While the focus has often been on coaches of youth sports when it comes to ensuring they are screened with vigorous background checks, other job functions have often slipped through the cracks. In Massachusetts, youth sports referees and umpires will now be subject to screenings for criminal records. The Massachusetts Interscholastic Athletic Association (MIAA), which governs interscholastic athletics for 374 schools in the commonwealth, recently held a board of directors meeting at which it was unanimously decided to proceed with the new rule. Supporters call the ruling one of last gaps in protecting students from school workers.
The ruling is likely due to recent unflattering press coverage. In the late December, the Boston Globe published an expose of a convicted child molester working as a high school basketball referee. A review of state court records by the Globe found a total of at least eight school referees who had been convicted of serious crimes —from distributing narcotics in a school zone and illegal gun possession to larceny, embezzlement and gambling. At the time the story was published, the newspaper noted Massachusetts was lagging behind many other states when it came to ensuring the safety of student athletes.
In addition, the MIAA was about to be compelled legislatively to make the move: Massachusetts State Representative Carole Fiola had already filed legislation aimed at compelling the association to perform background checks on all game officials. For its part, the MIAA said that it had already been studying the issue with an intent to take action when the Globe story broke and Fiola filed legislation.

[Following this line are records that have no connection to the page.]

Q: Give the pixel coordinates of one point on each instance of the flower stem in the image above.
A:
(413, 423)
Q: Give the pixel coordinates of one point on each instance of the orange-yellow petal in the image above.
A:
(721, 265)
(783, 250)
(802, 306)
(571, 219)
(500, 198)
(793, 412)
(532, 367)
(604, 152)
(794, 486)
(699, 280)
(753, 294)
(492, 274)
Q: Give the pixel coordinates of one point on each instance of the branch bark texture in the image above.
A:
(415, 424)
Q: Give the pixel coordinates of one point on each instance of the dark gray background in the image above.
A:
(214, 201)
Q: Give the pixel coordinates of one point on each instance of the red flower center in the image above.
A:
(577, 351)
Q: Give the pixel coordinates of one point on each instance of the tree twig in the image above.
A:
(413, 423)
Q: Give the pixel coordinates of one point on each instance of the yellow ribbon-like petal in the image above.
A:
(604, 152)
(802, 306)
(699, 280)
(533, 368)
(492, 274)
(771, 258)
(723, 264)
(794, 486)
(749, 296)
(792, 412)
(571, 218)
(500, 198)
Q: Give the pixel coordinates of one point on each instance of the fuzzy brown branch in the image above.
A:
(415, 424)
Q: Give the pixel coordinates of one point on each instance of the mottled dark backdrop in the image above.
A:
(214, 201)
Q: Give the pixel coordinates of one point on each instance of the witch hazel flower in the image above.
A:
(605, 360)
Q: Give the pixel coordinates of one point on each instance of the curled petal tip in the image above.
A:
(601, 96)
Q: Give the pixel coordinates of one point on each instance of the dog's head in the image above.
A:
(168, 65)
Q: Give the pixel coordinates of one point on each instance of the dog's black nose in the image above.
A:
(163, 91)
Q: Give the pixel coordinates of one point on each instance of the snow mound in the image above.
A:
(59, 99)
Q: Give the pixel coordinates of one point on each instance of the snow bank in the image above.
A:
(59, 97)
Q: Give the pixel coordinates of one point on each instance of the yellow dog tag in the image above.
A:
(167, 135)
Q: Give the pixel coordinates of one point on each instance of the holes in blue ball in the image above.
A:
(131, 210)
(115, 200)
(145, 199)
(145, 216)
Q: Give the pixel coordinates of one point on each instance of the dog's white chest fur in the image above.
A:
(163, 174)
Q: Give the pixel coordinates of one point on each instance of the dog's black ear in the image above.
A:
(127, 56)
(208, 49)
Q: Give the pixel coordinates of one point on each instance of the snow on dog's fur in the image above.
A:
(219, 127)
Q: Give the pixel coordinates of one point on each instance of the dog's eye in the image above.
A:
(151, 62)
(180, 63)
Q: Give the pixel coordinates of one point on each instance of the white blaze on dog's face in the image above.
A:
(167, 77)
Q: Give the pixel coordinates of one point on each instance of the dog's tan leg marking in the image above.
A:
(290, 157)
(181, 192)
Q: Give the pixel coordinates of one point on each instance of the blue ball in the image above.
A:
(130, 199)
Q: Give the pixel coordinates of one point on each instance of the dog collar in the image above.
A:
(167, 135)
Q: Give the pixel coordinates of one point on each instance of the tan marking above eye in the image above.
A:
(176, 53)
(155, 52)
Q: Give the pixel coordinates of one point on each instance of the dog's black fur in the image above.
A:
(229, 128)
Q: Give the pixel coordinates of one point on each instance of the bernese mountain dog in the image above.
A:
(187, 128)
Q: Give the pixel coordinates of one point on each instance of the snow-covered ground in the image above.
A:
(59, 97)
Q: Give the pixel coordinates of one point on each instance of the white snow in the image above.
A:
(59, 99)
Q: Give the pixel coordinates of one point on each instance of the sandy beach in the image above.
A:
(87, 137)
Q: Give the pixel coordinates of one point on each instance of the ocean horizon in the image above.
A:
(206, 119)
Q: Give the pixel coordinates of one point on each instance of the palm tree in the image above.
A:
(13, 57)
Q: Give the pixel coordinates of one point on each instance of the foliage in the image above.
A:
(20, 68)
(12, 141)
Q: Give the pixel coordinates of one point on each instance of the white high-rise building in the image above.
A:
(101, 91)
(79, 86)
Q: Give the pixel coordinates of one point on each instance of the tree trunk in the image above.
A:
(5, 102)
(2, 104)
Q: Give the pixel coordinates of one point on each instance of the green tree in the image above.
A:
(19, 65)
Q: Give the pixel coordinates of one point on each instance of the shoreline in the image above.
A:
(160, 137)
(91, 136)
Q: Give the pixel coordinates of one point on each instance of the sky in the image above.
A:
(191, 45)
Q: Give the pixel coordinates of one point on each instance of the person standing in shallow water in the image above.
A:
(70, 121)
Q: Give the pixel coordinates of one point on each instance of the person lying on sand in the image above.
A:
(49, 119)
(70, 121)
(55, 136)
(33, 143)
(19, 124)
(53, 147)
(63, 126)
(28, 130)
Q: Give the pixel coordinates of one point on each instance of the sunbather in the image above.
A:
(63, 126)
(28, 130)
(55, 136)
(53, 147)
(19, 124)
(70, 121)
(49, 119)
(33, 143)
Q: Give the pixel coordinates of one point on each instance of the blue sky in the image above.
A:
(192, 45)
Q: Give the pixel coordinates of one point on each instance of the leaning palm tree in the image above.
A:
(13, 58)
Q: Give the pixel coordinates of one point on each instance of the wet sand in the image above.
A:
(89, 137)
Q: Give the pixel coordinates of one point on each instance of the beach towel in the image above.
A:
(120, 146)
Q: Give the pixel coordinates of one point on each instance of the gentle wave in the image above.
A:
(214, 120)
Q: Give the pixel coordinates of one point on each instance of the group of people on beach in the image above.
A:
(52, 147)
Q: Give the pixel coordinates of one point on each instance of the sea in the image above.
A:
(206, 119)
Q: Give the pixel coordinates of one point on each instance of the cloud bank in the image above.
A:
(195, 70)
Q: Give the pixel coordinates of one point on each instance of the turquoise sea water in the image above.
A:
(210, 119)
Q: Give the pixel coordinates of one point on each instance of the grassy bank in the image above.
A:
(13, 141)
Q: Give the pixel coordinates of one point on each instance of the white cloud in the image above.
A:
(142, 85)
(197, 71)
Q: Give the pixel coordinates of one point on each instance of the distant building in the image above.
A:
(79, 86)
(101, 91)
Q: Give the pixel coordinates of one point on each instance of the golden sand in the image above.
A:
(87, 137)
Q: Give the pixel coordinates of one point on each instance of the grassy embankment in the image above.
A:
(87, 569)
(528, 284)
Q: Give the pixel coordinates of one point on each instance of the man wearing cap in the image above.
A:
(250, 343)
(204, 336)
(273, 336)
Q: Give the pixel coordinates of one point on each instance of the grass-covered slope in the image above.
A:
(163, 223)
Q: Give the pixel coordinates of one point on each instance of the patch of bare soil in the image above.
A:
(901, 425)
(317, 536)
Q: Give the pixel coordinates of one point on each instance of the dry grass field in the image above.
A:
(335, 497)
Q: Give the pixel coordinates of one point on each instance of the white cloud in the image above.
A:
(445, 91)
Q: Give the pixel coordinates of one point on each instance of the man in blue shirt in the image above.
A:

“This is a big step in terms of becoming more actively engaged with a group of people who have been working with our kids,’’ said Richard Pearson, the MIAA’s associate executive director, who oversaw the initiative.
Massachusetts now becomes the 28th U.S. state to mandate criminal background checks for school sports officials. Each official who works in the state will now be checked for a criminal history before the spring of 2016. According to the Boston Globe, not all of the state’s referees are supportive of the program, however.
“The state’s referees have been widely divided over the issue, with many supporting background checks to beef up student safety, and many others saying the checks would be an unnecessary and costly nuisance,” wrote the Globe’s Bob Hohler.
The state’s approximately 8,000 certified athletic officials will pay for their own screenings. The cost has been estimated to run between $35 and $40 per check.